Creating Stereoscopic Video for the Apple Vision Pro

Iain Anderson

8 months ago

Stereoscopic 3D video has been tried before, and each time, it’s failed to catch on. But this time, now that the Apple Vision Pro has arrived, could, finally, be different. The technology is better than ever, formats and software are maturing, and there’s not just one path forward, but many. Some of these paths even cross over nicely with existing workflows, so you don’t necessarily have to take a huge risk to get started.Right now, distribution is still messy. With no official YouTube or Vimeo app (both are expected soonish) it’s necessary to sideload, with iCloud or AirDrop, or use third-party apps to view existing 3D or immersive content. Workflows are messy too. Future versions of Final Cut Pro and DaVinci Resolve, due later this year, should make creation easier for the casual audience, but you can get started now if you’re curious. Here, we’ll take a look at the new options we have today, and what we should be able to do a few months from now. But first…

Some quick definitions

What does Spatial mean?

Simply, Spatial video is non-immersive 3D stereoscopic video, shot with a regular, non-fisheye lens. The easiest ways to shoot in Spatial are with an iPhone 15 Pro or Pro Max (in 16:9), or with the Apple Vision Pro itself (1:1). If you capture video with one of these devices, these files will usually be presented with a fuzzy border around the edges, and if you move your head from side to side, you’ll see a little more to the edges of the screen. It’s also possible to view a Spatial video in an immersive mode, zooming it up to take more of your view and expanding the fuzzy border out a long way.

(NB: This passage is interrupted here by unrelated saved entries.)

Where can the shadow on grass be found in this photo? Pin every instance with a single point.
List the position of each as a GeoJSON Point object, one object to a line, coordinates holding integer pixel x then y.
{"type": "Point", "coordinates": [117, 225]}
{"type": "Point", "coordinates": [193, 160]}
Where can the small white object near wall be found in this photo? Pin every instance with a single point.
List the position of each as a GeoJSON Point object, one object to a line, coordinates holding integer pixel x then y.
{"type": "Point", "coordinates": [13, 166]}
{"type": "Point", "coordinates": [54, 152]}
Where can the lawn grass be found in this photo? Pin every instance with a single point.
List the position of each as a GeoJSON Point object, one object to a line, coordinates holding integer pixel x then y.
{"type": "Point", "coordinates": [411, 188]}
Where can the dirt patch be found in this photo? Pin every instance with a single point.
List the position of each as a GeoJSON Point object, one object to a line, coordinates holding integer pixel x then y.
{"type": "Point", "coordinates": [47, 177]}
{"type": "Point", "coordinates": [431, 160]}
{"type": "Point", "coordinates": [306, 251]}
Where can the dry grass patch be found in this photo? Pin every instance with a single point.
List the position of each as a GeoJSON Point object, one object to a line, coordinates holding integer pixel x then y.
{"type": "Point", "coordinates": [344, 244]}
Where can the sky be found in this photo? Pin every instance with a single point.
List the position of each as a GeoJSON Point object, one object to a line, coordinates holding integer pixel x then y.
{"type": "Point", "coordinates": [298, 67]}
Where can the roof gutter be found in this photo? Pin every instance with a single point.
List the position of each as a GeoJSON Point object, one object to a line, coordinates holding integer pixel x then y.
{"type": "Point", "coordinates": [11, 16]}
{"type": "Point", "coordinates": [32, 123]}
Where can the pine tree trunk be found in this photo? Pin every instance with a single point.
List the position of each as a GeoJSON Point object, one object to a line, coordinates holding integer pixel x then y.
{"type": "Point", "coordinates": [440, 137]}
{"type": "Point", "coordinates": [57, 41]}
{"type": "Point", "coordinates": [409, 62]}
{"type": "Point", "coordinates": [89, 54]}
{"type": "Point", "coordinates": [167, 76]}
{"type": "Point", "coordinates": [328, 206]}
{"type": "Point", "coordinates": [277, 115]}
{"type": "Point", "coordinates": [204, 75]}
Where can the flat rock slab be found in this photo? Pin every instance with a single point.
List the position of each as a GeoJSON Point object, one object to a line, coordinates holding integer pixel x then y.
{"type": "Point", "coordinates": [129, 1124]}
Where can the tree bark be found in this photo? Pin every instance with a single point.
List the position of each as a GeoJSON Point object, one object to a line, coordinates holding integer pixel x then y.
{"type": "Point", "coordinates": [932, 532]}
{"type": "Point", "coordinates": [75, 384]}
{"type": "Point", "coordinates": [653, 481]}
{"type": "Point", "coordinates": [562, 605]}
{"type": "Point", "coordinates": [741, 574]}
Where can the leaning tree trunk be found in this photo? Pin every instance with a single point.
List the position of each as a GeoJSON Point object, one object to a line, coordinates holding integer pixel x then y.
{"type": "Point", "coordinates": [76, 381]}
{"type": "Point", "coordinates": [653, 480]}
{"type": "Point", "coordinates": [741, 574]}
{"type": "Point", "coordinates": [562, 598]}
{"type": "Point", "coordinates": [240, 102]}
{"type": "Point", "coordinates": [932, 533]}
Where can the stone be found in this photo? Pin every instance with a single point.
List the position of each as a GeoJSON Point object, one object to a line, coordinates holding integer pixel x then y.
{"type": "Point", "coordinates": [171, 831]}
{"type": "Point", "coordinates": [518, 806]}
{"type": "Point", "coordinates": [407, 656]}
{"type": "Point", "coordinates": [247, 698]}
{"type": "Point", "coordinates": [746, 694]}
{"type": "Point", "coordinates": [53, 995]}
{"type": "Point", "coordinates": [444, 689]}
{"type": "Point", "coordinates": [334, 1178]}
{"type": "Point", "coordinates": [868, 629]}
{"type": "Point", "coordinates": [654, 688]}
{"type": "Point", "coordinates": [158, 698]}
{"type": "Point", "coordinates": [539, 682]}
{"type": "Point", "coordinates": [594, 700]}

Fuzzy edges on Spatial Videos are a good way to hide missing information at the edges of frame

Creating Stereoscopic Video for the Apple Vision Pro 1 — Fuzzy edges on Spatial Videos are a good way to hide missing information at the edges of frame

However, it’s also possible to make 3D videos that technically aren’t Spatial video. For example, if you don’t include all the correct metadata (FOV, baseline, disparity) then your videos won’t be shown with a fuzzy edge, for better or worse. Also, 3D feature films are not designated as Spatial video — simply 3D — and the edges aren’t fuzzy. So Spatial means 3D, less than 180°, and with metadata, usually fuzzy edges. When streaming platforms start officially delivering 3D videos later this year (Vimeo is on board, and YouTube have an app on their roadmap) we’ll see how they choose to present the edges of the frame.

Right. What does Immersive mean?

Immersive means 3D stereoscopic footage shot in 180° format. Enveloping the viewer, it’s a wholly different experience when compared to regular footage, and it requires a different approach in terms of shooting, processing and editing. Apple have produced a number of videos in this style.

Let’s dig into the new Spatial world with a simple option you may not have considered.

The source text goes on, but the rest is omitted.